Das österreichweit einzigartige Studium richtet sich an Studierende, die sich vertiefend mit den Auswirkungen der Digitalisierung und den damit einhergehenden Herausforderungen und Chancen beschäftigen möchten. Vorausgesetzt werden ein abgeschlossenes Vorstudium aus den Fachrichtungen Wirtschaftswissenschaften, Soziologie, Psychologie, Rechtswissenschaften oder Informatik, sowie ausreichende Englischkenntnisse. In vier Semestern erhalten die Studierenden einerseits eine akademische Ausbildung in Themen der Informatik wie Datenstrukturen, Algorithmen, Statistik, maschinelles Lernen und Data Science. Andererseits lernen sie das Verhalten von Benutzerinnen und Benutzern digitaler Technologien zu verstehen, einzuordnen und vorherzusagen. Je nach Schwerpunkt beschäftigen sich die Studierenden beispielsweise mit datenbasierten Geschäftsmodellen, soziotechnischen Fragestellungen, Artificial Life bzw. Robotik oder datenrechtlichen Aspekten.

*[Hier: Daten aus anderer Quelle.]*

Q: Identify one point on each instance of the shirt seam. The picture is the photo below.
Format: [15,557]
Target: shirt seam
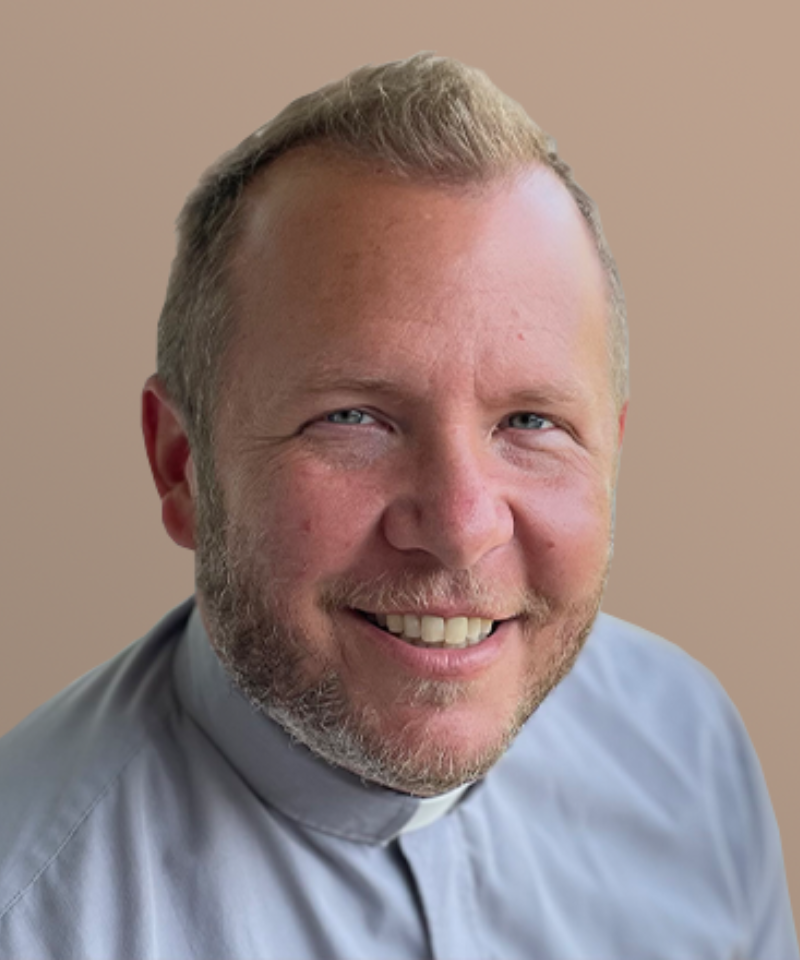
[81,820]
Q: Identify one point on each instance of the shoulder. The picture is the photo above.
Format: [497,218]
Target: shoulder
[61,761]
[645,702]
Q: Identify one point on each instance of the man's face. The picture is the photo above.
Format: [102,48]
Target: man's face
[417,424]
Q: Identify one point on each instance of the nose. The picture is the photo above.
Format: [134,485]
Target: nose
[452,505]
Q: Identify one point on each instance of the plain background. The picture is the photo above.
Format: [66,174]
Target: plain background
[680,119]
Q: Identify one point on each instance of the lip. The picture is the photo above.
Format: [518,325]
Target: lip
[437,663]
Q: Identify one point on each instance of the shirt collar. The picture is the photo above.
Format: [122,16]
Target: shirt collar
[283,773]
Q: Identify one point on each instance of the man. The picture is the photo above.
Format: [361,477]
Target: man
[388,416]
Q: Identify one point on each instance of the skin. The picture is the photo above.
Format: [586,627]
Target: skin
[417,417]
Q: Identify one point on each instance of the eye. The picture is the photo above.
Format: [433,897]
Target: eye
[349,417]
[529,421]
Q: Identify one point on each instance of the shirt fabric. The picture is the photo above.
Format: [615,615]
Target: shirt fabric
[149,813]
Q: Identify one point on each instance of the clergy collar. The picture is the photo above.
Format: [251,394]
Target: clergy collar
[282,772]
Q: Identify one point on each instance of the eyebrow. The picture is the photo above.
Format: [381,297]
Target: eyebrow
[561,393]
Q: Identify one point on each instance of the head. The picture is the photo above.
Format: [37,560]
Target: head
[392,382]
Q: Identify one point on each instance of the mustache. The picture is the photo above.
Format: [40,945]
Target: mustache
[414,591]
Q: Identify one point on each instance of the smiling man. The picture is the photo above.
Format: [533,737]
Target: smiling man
[387,418]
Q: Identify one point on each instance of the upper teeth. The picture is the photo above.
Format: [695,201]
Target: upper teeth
[451,631]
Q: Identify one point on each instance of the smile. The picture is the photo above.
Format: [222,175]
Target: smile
[423,630]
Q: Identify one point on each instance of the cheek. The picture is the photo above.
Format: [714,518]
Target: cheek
[568,530]
[316,522]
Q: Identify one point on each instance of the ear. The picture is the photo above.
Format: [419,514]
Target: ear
[623,417]
[170,459]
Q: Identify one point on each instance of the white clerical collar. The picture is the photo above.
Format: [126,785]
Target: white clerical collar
[431,808]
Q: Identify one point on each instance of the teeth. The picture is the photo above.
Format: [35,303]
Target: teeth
[432,629]
[436,631]
[455,631]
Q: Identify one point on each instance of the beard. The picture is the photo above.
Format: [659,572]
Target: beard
[265,650]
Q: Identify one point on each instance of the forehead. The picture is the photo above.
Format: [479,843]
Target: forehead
[338,263]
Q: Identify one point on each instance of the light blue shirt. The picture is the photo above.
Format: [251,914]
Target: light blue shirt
[149,812]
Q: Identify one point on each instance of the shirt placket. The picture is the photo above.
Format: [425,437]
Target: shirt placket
[444,877]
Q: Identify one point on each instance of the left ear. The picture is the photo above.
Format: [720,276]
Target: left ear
[170,457]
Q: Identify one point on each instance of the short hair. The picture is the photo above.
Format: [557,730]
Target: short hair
[429,118]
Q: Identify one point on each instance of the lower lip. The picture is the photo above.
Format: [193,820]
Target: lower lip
[437,662]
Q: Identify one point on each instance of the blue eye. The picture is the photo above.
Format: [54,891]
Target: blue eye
[349,417]
[528,421]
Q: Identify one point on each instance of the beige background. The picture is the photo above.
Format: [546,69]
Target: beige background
[680,119]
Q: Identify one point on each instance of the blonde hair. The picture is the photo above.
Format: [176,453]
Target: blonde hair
[427,117]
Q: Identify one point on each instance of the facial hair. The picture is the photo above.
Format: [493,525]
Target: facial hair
[272,664]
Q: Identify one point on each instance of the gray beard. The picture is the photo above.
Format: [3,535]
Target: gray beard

Chancen der Digitalen Transformation nutzen lernen
Neben der engen Zusammenarbeit im Rahmen der Kooperation „NAWI Graz“ ist dieses interuniversitäre Studium eine weitere Verschränkung der Kompetenzen von Universität Graz und TU Graz. Gemeinsam wollen die beiden Grazer Universitäten Studierende und damit in weiterer Folge die Wirtschaft fit machen dafür, die digitale Transformation der Gesellschaft aus betriebswirtschaftlicher, gesellschaftlicher, informatischer, juristischer und menschlicher Sicht zu begleiten und zu gestalten.

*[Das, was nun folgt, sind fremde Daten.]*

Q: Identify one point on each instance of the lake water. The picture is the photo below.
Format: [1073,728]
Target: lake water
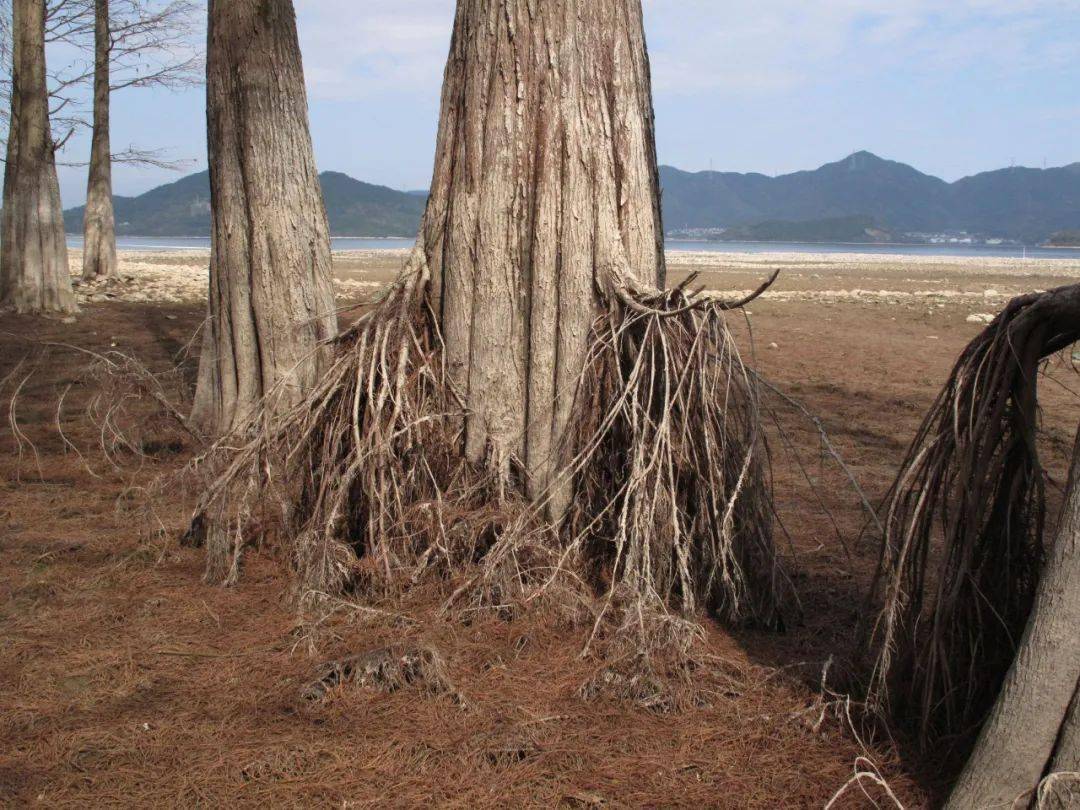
[352,243]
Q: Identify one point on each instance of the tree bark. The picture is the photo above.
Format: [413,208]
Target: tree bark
[545,192]
[271,298]
[99,231]
[1033,728]
[35,269]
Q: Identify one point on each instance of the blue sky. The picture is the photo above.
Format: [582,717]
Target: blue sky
[950,86]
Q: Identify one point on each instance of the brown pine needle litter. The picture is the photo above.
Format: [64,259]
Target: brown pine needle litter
[670,499]
[125,680]
[964,527]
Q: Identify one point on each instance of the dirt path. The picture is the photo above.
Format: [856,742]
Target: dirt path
[124,680]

Alina Herderich hat ihren Master an der Schnittstelle von Informatik und Psychologie absolviert (im Rahmen der bestehenden Kooperation Route 63 von Universität Graz und TU Graz, wo Studierende einzelne Lehrveranstaltungen aus Informatik, Soziologie, BWL und Psychologie der jeweils anderen Universität besuchen können). Als Doktorandin am Institute of Interactive Systems and Data Science der TU Graz sagt sie über das interdisziplinäre Themenfeld des neuen Masterstudiums: „Die Digitalisierung ist Herausforderung und Chance zugleich - sowohl für die Gesellschaft, als auch für Wirtschaft und Forschung. Was vor einigen Jahren noch undenkbar schien, wird möglich. So können unter anderem gesamtgesellschaftliche Phänomene wie die Ausbreitung von Fake News mit Hilfe riesiger Datensätze erforscht werden. Die Möglichkeiten neuer Forschungsansätze und Ideen erfordern zusätzlichen Austausch und Wissen unterschiedlichster Disziplinen. Ich persönlich finde es herausfordernd und motivierend am Puls der Zeit zu lernen und bin mir sicher, dass auch andere in Zukunft daran Spaß haben werden.“
Roderick Bloem, Dekan der Fakultät für Informatik und Biomedizinische Technik der TU Graz, bekräftigt: „Das Masterstudium „Computational Social Systems“ bildet Expertinnen und Experten verschiedener Fachrichtungen aus, die aus diesen Datenmengen mit Methoden der Informatik wertvolles Wissen ableiten können und eine verantwortungsvolle Nutzung dieser Daten garantieren“.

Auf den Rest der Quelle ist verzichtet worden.